When tests are skipped in the Rails codebase MRs, errors are passed to downstream Charts pipelines

Note: pending where this discussion goes, it may make sense to move this issue elsewhere (such as gitlab-org/gitlab). I'll start here in gitlab-org/distribution as this is where the problem is surfacing and go from there.

Context

Slack thread via David Dieulivol:

With !131791 merged, the internal review-apps will not be deployed automatically in MRs anymore (see gitlab-org/quality/engineering-productivity/team#285 (closed) for context).If you’d like to deploy an internal review-app as part of your MR, you can either trigger the start-review-app-pipeline manual job, or add the pipeline:run-review-app label to your MR and trigger a new CI/CD pipeline (see the docs).

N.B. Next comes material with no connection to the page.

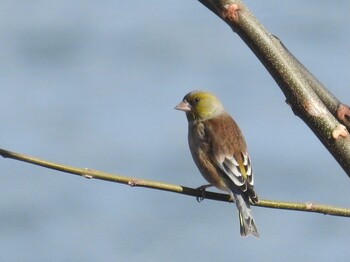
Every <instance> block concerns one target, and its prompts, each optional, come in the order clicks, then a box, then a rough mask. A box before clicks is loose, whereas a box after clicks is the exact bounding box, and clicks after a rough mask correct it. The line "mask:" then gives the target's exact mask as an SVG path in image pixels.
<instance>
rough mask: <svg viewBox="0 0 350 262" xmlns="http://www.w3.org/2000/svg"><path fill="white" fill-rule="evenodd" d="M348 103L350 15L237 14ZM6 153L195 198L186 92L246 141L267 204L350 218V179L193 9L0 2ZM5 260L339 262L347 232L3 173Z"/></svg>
mask: <svg viewBox="0 0 350 262" xmlns="http://www.w3.org/2000/svg"><path fill="white" fill-rule="evenodd" d="M245 3H246V4H247V6H248V8H249V9H250V10H251V11H252V12H253V14H254V15H255V16H256V17H257V18H258V20H259V21H260V22H261V23H262V24H263V25H264V26H265V28H267V29H268V30H269V31H270V32H271V33H273V34H274V35H276V36H278V37H279V38H280V39H281V40H282V41H283V43H284V44H285V45H286V46H287V47H288V49H289V50H290V51H291V52H292V53H293V54H294V55H295V56H296V57H297V58H298V59H299V60H300V61H301V62H302V63H303V64H304V65H305V66H306V67H307V68H308V69H309V70H310V71H311V72H312V73H313V74H314V75H315V76H316V77H317V78H318V79H319V80H320V81H321V82H322V83H323V84H324V85H325V86H326V87H327V88H328V89H329V90H330V91H331V92H332V93H333V94H334V95H335V96H337V97H338V98H339V99H340V100H341V101H343V102H344V103H347V104H350V99H349V91H348V90H349V88H348V84H347V83H349V82H350V74H349V68H350V54H349V52H348V50H349V46H350V34H349V33H348V32H349V30H350V27H349V23H348V13H349V10H350V2H349V1H345V0H343V1H340V0H339V1H336V2H334V3H332V4H330V3H329V1H323V0H320V1H315V0H312V1H307V2H305V1H300V0H297V1H293V2H286V1H277V0H270V1H267V2H266V1H252V0H250V1H245ZM0 5H1V8H0V40H1V41H0V93H1V96H0V116H1V121H2V132H1V142H0V143H1V144H0V148H3V149H7V150H11V151H15V152H19V153H23V154H28V155H32V156H36V157H39V158H42V159H46V160H50V161H53V162H58V163H62V164H66V165H70V166H76V167H84V168H85V167H86V168H91V169H97V170H101V171H105V172H109V173H116V174H121V175H125V176H130V177H138V178H145V179H150V180H156V181H162V182H168V183H173V184H179V185H184V186H188V187H198V186H200V185H203V184H205V181H204V179H203V178H202V177H201V175H200V173H199V171H198V170H197V168H196V166H195V165H194V163H193V160H192V159H191V155H190V152H189V149H188V144H187V120H186V118H185V115H184V114H183V113H182V112H179V111H175V110H174V107H175V105H176V104H177V103H179V102H180V101H181V100H182V98H183V96H184V95H185V94H186V93H188V92H189V91H191V90H196V89H203V90H208V91H211V92H213V93H215V94H216V95H217V96H218V97H219V98H220V99H221V101H222V103H223V104H224V106H225V108H226V110H227V111H228V112H229V113H230V114H231V115H232V116H233V117H234V118H235V120H236V121H237V122H238V124H239V126H240V127H241V129H242V131H243V133H244V134H245V138H246V140H247V144H248V148H249V153H250V156H251V159H252V164H253V168H254V173H255V189H256V191H257V193H258V195H259V197H260V198H261V199H273V200H281V201H297V202H316V203H323V204H329V205H335V206H340V207H349V206H350V203H349V199H350V190H349V187H350V181H349V177H348V176H347V175H346V174H345V172H344V171H343V170H342V169H341V168H340V167H339V165H338V164H337V163H336V161H335V160H334V159H333V157H332V156H331V155H330V154H329V153H328V151H327V150H326V149H325V148H324V147H323V146H322V144H321V143H320V142H319V140H318V139H317V138H316V137H315V135H314V134H313V133H312V132H311V130H310V129H309V128H308V127H307V126H306V125H305V124H304V123H303V122H302V120H301V119H299V118H298V117H296V116H295V115H294V114H293V112H292V111H291V109H290V108H289V107H288V106H287V104H286V103H285V102H284V101H285V97H284V96H283V93H282V92H281V90H280V89H279V87H278V86H277V84H276V83H275V82H274V80H273V79H272V77H271V76H270V75H269V74H268V72H267V71H266V70H265V68H264V67H263V66H262V65H261V63H260V62H259V60H258V59H257V58H256V57H255V56H254V54H253V53H252V52H251V51H250V50H249V48H248V47H247V46H246V45H245V44H244V43H243V41H242V40H241V39H240V38H239V37H238V36H237V35H236V34H235V33H233V32H232V30H231V29H230V28H229V27H228V26H227V25H226V24H225V23H223V22H222V21H221V20H220V19H219V18H218V17H216V16H215V15H214V14H213V13H212V12H210V11H209V10H208V9H206V8H205V7H204V6H203V5H201V4H200V3H199V2H197V1H184V0H180V1H176V3H175V2H173V1H172V2H169V1H153V0H151V1H136V2H135V1H134V2H132V3H131V2H130V1H108V0H106V1H81V0H80V1H79V0H77V1H73V2H72V1H66V0H62V1H55V0H53V1H42V0H37V1H19V0H17V1H8V0H3V1H0ZM0 181H1V183H0V199H1V201H0V232H1V234H0V258H1V260H2V261H87V262H89V261H234V260H237V261H240V260H243V261H248V260H250V261H281V260H282V261H287V262H288V261H310V260H311V261H312V260H317V261H348V257H349V256H350V250H349V240H350V236H349V233H350V221H349V219H348V218H342V217H332V216H325V215H321V214H312V213H305V212H295V211H283V210H275V209H267V208H260V207H253V212H254V216H255V219H256V223H257V226H258V229H259V232H260V235H261V237H260V239H255V238H253V237H248V238H242V237H240V235H239V223H238V214H237V211H236V208H235V206H234V205H233V204H229V203H222V202H217V201H211V200H204V201H202V202H201V203H197V201H196V199H195V198H192V197H188V196H182V195H178V194H173V193H168V192H162V191H156V190H150V189H144V188H131V187H128V186H125V185H120V184H115V183H110V182H105V181H98V180H94V179H92V180H87V179H84V178H81V177H78V176H74V175H69V174H65V173H60V172H57V171H53V170H48V169H44V168H40V167H37V166H33V165H29V164H26V163H23V162H18V161H14V160H10V159H2V158H1V159H0Z"/></svg>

Slack thread in #g_distribution

Summary

Review apps (and therefore QA tests) are not run automatically, and are set to manual instead.
Oftentimes, these tests are not manually run before an MR is merged.
This means that master of gitlab-org/gitlab can contain bugs that could have been caught in the MR pipelines.
This leads to downstream consumers being impacted by these bugs. For example, because gitlab-org/build/CNGbuilds off of master, pipelines can fail in Distribution projects such as gitlab-org/charts/gitlab for all branches (merge request branches, master, stable, etc.), blocking development.

More details

Run review-apps manually in MRs made review-apps manual, implementing the proposal from Proposal - Run internal review-apps manually.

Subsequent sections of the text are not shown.